Les enfants s’entraident, explorent les cartes, se trompent, repèrent les océans ou les mers, les zones désertiques ou tropicales, lisent les noms nouveaux de pays, de villes, situent des éléments par rapport aux points cardinaux, comparent les informations dans les différents atlas et… apprennent.
Ils apprennent à tenir compte des connaissances des autres, se divisent la carte pour localiser un point d’intérêt, se rappellent où est l’ouest, repèrent les différentes zones géographiques et développent leur compréhension des notions de taille, de distance et de position relative.
Je leur propose ensuite de regarder la carte du continent avec toute leur attention puis de fermer les yeux.
“Pouvez-vous visualiser chacun des contours du continent ?” Si non, ouvrez les yeux et observez la portion manquante et recommencez jusqu’à ce que vous puissiez vous représenter la forme du continent avec vos yeux fermés.
Les atlas fermés, chacun.s est ensuite invité à esquisser les contours et les proportions du continent puis d’observer les différences entre tous les dessins ainsi créés.
S'ensuit la lecture du chapitre.
J’adapte ou ignore quelques passages que je ne trouve pas appropriés. Parfois, un thème historique ou géographique attire notre attention alors la discussion reprend et les cartes sont explorées à nouveau.
La lecture permet d’approfondir le vocabulaire géographique : pays, climat, ligne parallèle, rivière ou fleuve, golfe, frontière, etc. J’encourage les enfants à se créer leurs propres définitions de ses éléments à partir des discussions et du texte, tout en veillant à rectifier les erreurs.
La notion de lignes parallèles attire l’attention, la différence entre latitude et longitude vient alors combler le besoin de connaissance de certains enfants. Je propose de mesurer en degré la taille du continent africain en longueur et en largeur. Les atlas sont une ressource précieuse pour localiser les degrés de latitude et de longitude. Les mathématiques s’invitent et une soustraction nous donne le résultat.
On ne sait pas vraiment quoi penser de ce chiffre, je garde en tête de le reproduire l’expérience lors de l’étude du prochain continent pour pouvoir le comparer.
Activité 3 - autour de l’art
La 3e et dernière proposition est d’utiliser le matériel artistique à disposition pour créer leur propre représentation du continent africain. Cette fois-ci, les atlas peuvent rester ouverts !

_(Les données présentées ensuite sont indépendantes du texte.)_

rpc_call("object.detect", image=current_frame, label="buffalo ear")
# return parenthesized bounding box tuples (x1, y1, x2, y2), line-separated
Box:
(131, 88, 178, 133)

Pendant la réalisation, nous listons les différents types d’éléments géographiques que nous avons découverts ou observés. Ont été nommés : les pays, le climat, le continent, les lignes parallèles, les mers, les fleuves, les océans, les îles, les montagnes, le golfe et le désert.
Je propose que chacune des créations comprennent au moins un élément de chaque type. Chacun se remémore à quoi font référence ces différents termes et s’appuie sur les atlas pour en trouver un exemple à placer sur sa création.
L’atelier arrive à sa fin, les estomacs se réveillent et l’envie de jouer librement aussi. Les enfants poursuivront leurs réalisations chez eux, s’ils le souhaitent.

À partir d’une même structure lecture-géographie-art, chaque atelier s’avère finalement différent et laisse la place à l’émergence d'idées, de la créativité et l’acquisition de connaissances diverses.
Cette approche structurante permet d’utiliser la force du groupe pour développer ou ancrer les connaissances, sans forcer l’apprentissage d’un contenu spécifique. Par ailleurs, combiner plusieurs pratiques, littéraire, visuelle, artistique, auditive, permet de rejoindre les profils d’apprentissage de chacun des enfants du groupe et de multiplier l’exposition au contenu.
Finalement, peut-être que ma fille aura intégré pleinement les différentes zones climatiques du continent africain tandis que mon fils aura plutôt compris la notion de lignes parallèles. Mais ces nouveaux savoirs seront significatifs.
Et, tout ceci, grâce à la dynamique de groupe.